In Gore v. Lee County School Board, 43 So.3d 846 (Fla. 1st DCA 2010), the claimant suffered a serious compensable injury that required knee replacement surgery. As part of that procedure, a metallic prosthesis was implanted. The claimant’s doctors then placed the claimant at MMI, and opined that she would require a replacement prosthetic every 7 to 10 years. Seven years later, the claimant returned to her doctor in need of the replacement prosthesis. The claimant filed a petition seeking the same, and the E/C denied the replacement , asserting the statute of limitations defense as more than 2 years had passed since the accident and it had been over 1 year since the last date of authorized treatment. The JCC agreed with the E/C and the claimant appealed. On appeal, the First DCA reversed the JCC’s finding that the SOL had expired.

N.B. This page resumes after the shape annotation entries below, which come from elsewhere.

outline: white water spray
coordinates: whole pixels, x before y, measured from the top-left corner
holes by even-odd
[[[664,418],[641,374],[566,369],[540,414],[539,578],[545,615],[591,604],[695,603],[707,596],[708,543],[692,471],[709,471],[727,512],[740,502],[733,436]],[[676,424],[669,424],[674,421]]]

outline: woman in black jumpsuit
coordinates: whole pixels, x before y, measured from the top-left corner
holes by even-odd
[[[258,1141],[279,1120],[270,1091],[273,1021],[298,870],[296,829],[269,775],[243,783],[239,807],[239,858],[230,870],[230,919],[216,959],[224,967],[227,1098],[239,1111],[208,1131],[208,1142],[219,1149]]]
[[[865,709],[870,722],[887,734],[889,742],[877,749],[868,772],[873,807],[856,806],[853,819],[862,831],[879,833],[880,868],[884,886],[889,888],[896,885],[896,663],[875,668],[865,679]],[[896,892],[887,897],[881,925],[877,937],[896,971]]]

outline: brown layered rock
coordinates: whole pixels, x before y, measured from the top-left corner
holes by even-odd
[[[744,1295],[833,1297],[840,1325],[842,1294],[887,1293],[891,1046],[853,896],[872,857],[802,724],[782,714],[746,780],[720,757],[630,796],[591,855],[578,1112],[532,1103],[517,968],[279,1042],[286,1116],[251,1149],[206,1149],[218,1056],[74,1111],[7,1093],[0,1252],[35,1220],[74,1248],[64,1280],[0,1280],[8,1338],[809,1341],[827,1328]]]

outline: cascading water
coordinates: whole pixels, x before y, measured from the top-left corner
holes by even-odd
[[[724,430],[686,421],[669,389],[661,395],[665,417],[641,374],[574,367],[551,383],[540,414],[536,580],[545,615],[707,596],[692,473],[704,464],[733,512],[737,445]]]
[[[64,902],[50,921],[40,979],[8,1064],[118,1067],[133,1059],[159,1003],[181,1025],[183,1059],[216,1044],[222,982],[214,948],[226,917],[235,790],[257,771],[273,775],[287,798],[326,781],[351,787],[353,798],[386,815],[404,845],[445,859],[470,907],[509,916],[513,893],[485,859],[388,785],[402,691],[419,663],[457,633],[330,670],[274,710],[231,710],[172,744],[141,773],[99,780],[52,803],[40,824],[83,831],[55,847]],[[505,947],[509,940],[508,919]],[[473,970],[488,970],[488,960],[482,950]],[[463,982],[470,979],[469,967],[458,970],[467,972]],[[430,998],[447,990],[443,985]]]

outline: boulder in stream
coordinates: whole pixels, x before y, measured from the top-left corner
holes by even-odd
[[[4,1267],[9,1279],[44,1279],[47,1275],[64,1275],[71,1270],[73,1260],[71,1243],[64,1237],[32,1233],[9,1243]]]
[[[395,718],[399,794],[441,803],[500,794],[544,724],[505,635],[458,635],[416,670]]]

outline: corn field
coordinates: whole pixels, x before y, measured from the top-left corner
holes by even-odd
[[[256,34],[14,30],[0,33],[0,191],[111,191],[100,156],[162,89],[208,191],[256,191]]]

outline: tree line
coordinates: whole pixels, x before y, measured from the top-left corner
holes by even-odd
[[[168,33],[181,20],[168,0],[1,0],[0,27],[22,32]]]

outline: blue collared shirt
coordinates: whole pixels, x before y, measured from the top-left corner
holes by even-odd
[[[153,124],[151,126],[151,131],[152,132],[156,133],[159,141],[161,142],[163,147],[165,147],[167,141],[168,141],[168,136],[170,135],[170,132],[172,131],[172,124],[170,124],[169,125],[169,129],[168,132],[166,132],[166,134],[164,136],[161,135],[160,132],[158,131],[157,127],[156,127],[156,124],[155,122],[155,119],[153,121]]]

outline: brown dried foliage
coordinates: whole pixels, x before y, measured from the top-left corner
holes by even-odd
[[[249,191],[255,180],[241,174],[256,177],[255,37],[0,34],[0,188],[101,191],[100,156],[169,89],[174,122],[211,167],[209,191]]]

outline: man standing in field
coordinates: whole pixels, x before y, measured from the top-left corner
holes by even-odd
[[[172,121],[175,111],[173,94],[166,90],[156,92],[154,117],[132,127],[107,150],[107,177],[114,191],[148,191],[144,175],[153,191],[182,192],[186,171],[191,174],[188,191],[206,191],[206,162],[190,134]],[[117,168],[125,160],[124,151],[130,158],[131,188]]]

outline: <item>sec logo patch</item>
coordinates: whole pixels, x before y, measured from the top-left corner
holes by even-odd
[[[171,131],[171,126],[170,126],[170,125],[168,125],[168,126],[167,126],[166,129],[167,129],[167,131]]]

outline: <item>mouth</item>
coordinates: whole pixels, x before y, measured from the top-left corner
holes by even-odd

The Court found that the claimant successfully demonstrated that she continuously used a prosthetic device and that the employer/carrier had actual knowledge of that use, and, because use of the prosthesis was tantamount to use of a medical apparatus pursuant to FS 440.19(2), the statute of limitations in FS 440.19(1) was tolled; therefore, the claimant’s claim for benefits should not have been denied.
The Court in Gore reasoned that a prosthetic device such as pacemaker or prosthetic limb mitigates the effects of an injury, just as a back brace or TENS unit, the devices at issue in Fuster and Lee, cited above. The Court goes on to explain, “[t]his interpretation recognizes that a medical apparatus, such as prosthesis, can require further treatment at any time after its insertion into the body…. Certainly, if a claimant is continuously using a medical apparatus that is known to deteriorate or wear out,” the E/C “should bear the burden of maintaining the apparatus and its functioning ability.” Gore, 43 So.3d 846 at 849.
The Gore ruling greatly diminished the force of the statute of limitations as envisioned by the Legislature and seemingly opened the flood gates to any number of such devices. This brings to mind Newton’s first law of motion, the law of inertia, which states that an object in motion remains in motion. To prevent all claims involving medical devices from continuing in perpetuity, the courts limited this effect in a series of cases by excluding implants or medical devices that are merely used to temporarily stabilize or anchor allowing an injury to heal. Once healed, continued use of the object is no longer necessary as the body has regained the ability to function without it. Examples of implants that fall within the medical device category but do not toll the SOL include internal staples, surgical anchors used to internally fixate a repaired rotator cuff or mesh used to stabilize a pelvic floor which is not removed but becomes integrated into the now independently functional body part. Moreover, transplanted living tissue is not a prosthesis as it is not artificial as defined by the Supreme Court in Cash. Colonial Oaks Apartment v. Hood, 680 So.2d 446, 448 (Fla. 1st DCA 1996). In essence, the implant is no longer in “use” by the claimant. This is in contrast to implants that act as a part of the natural body for functional or cosmetic purposes such as breast implants, a pacemaker, or total knee replacement.
Moving forward we are forced to recognize Newton’s 3rd, creeping past a science law and into laws written by the legislature as the Courts step in to ‘counter’ the intent of the Legislature. In other words, when lawmakers attempt to include prosthetic devices in SOL laws, much like two brawling physicists, the Courts have replied: “let me atom.”